Andrew Lansley: what the new health secretary has in store for the NHS

Everything you always wanted to know about the new health secretary* (but were afraid to ask).

Will Mr Lansley be able to deliver?
Will Mr Lansley be able to deliver?

Andrew Lansley may be new to the post of health secretary but he has been waiting in the wings since 2003.

The views of the Conservative MP for South Cambridgeshire on all the issues affecting primary care have been well-documented in GP newspaper and on Healthcare Republic during his seven years as shadow health secretary.

Here we provide a snapshot of Mr Lansley’s policy pronouncements during the long wait for power. The question is, will he be able to deliver now that he at last has his seat in Richmond House?

On private providers versus the NHS
'Imagine if people locally could get meat at whatever shop they wanted and didn't have to pay for it.
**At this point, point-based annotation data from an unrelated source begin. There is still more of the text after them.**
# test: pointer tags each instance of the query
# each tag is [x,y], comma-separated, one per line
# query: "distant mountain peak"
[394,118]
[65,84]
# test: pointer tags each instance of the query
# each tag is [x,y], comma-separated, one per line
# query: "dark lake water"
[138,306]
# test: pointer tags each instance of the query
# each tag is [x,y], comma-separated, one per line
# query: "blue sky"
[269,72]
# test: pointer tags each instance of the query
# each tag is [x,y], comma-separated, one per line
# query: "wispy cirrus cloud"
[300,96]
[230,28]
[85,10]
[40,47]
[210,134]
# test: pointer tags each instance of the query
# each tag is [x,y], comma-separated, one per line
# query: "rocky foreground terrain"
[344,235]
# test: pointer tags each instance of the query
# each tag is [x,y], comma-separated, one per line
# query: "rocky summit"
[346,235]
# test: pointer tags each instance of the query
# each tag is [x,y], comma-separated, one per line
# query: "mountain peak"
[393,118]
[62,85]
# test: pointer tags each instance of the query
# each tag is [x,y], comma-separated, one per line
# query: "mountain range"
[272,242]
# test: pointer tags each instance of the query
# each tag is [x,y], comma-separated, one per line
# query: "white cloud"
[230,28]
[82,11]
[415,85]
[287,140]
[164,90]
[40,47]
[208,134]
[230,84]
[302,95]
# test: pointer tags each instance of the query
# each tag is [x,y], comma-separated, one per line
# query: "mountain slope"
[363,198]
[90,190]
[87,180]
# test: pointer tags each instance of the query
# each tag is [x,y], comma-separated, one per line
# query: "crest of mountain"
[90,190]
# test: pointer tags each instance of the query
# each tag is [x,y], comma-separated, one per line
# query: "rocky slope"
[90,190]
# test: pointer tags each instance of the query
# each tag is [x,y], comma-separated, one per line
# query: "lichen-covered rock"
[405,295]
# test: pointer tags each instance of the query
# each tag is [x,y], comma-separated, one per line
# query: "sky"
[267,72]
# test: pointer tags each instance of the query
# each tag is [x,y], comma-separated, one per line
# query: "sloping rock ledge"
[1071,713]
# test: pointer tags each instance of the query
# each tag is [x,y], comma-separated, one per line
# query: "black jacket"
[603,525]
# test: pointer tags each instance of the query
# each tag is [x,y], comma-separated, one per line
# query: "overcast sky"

Wouldn't they go to the butcher who offered the best quality service?'

On accepting a donation from a private health firm
Mr Lansley did not comment directly on the scandal but a Tory spokesperson said they had been completely transparent about the donation and that donations from private individuals 'in no way influence policy-making decisions'.

On out-of-hours services
‘GPs should be responsible.’

On integrated care organisations
'I don't think we need a new organisation. Integrated care, in my view, should be the central task of primary care commissioners.'

On dual registration
'Access to GPs is not a major problem.'

On his expenses being revealed
In May 2009, Andrew Lansley faced criticism for claiming £4,600 for the redecoration of his second home just months before selling it. The then shadow health secretary didn't comment on The Daily Telegraph's report that he had tried to claim for a £116 barbecue and £63 for plants but was refused because plants and garden furniture were not admissible.

On commissioning budgets for GPs
'We would need a new contract. And legislation, too.'

On the need for more NHS efficiency savings
‘We may need to do more because we have increases in demand in the NHS and a need to improve the outcomes.’

On NHS bureaucracy
In his speech to the Conservative Party conference in Manchester last year, the then shadow health secretary said that the administrative costs of SHAs, PCTs, quangos and the DoH amounts to £4.38bn a year and promised he would cut those costs by a third.

On empowering GPs
Back in 2008, during the previous party conference in Birmingham, Mr Lansley promised to 'put power and responsibility back in the hands of GPs,'  by giving them the power and budget to commission services for patients with a new independent health board overseeing the purchasing of services.

On the funding of social care
‘I could not and would not accept a compulsory levy on every person to pay for a national care service.’

On public health services

‘Public health services have been a Cinderella service, first to be cut when deficits hit.’

On vascular screening in practices
The health secretary said before the election he may scrap the vascular health checks being rolled out across England if the Tories were elected, dubbing the checks inadequate.